Qualcomm Cloud AI 100 AI Inference Card at Hot Chips 33
The Qualcomm Cloud AI 100 is designed for inference, not for training. Something that will jump out at our readers is that there are two form factors for the Cloud AI 100. As we move into 2022, we are going to see some ecosystems still focus on things like M.2 cards while many will move to EDSFF as we covered in ourĀ E1 and E3 EDSFF to Take Over from M.2 and 2.5in.
Here is the SoC overview. We can see a total of 16 Qualcomm AI cores with a NOC interconnect and 4x LPDDR4X landings.
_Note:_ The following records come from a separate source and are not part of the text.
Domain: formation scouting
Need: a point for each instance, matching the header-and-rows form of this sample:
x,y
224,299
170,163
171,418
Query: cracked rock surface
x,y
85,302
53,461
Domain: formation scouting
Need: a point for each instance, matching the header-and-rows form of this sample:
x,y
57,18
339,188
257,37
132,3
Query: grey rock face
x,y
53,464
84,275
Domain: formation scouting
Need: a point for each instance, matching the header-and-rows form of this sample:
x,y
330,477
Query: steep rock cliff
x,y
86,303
Another interesting feature is that this is a PCIe Gen4 x8 card.
The AI core is a scalar 4-way VLIW architecture that includes vector/ tensor units and lower precision to enable high-performance inference.
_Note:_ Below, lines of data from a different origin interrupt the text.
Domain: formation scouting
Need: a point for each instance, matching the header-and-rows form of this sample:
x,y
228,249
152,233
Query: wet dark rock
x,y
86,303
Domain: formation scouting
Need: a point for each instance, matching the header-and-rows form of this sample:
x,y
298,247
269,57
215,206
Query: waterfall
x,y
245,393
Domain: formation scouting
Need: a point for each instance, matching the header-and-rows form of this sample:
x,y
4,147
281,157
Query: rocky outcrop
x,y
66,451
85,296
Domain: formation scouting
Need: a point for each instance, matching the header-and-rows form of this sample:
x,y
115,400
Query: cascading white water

Qualcomm has a number of power points it can run the chips at. The importance of this is that Qualcomm wants to make this a cloud and edge accelerator. Using 7nm and lowering clocks/ voltages mean that Qualcomm can get higher performance per watt as the power goes down.
Qualcomm has SDKs supporting major frameworks. Our sense is that NVIDIA may have more folks working on their software side than Qualcomm so there is probably a sizable gap here.
Part of the solution is a parallelizing compiler. The compiler helps inferencing compute go across the various AI cores.
We are not going to get into that too much, but the approach is heavily focused on lowering the power used by the accelerator to focus on performance per watt.
The Cloud AI 100 has a peer-to-peer communication capability. According to the talk, slide, and diagram, it seems to be enabled over a PCIe switch, similar to what we saw older NVIDIA GPUs focus on. That leads to our Single Root v Dual Root for Deep Learning GPU to GPU Systems years ago. Now, NVIDIA shops will focus on NVLink topologies. NVLink, however, is not really relevant in the inference space. There, PCIe is more prevalent.
AIMET is designed to increase efficiency for the inferencing process and Qualcomm says it is open source.
Here is the first benchmark slide Qualcomm showed using both 75W (data center/ server) and 25W (edge) card TDPs.
Here is a look at batch size versus latency. Increasing batch size often leads to increased latency. Inference is often very latency-sensitive.
Here is a look at the AIMET optimization using compression and ResNet-50 where Qualcomm gets 15% better performance at a 1.1% loss in accuracy.
Although Qualcomm calls this the Cloud AI 100 a “Cloud” accelerator, it is also designed for the edge. Here it is paired with a Snapdragon 865 for an edge deployment in one photo. There is also a photo of a Gigabyte server we have not reviewed, the G292-Z43. This appears to be a dual AMD EPYC server with four side pods. Each side pod has four PCIe x8 slots instead of two dual width x16 slots that we normally see this style of server deployed with. That gives sixteen accelerator cards in total.
It is good to see more on the progress of this chip.
Final Words
Qualcomm is a big company, but it does not necessarily have as dominant a position in the data center market as it does in the mobile market. This is an example of a company trying to leverage the low-power AI acceleration that it developed and move it up-market to lower quantity/ higher value segments. It will be interesting to hear how this is adopted.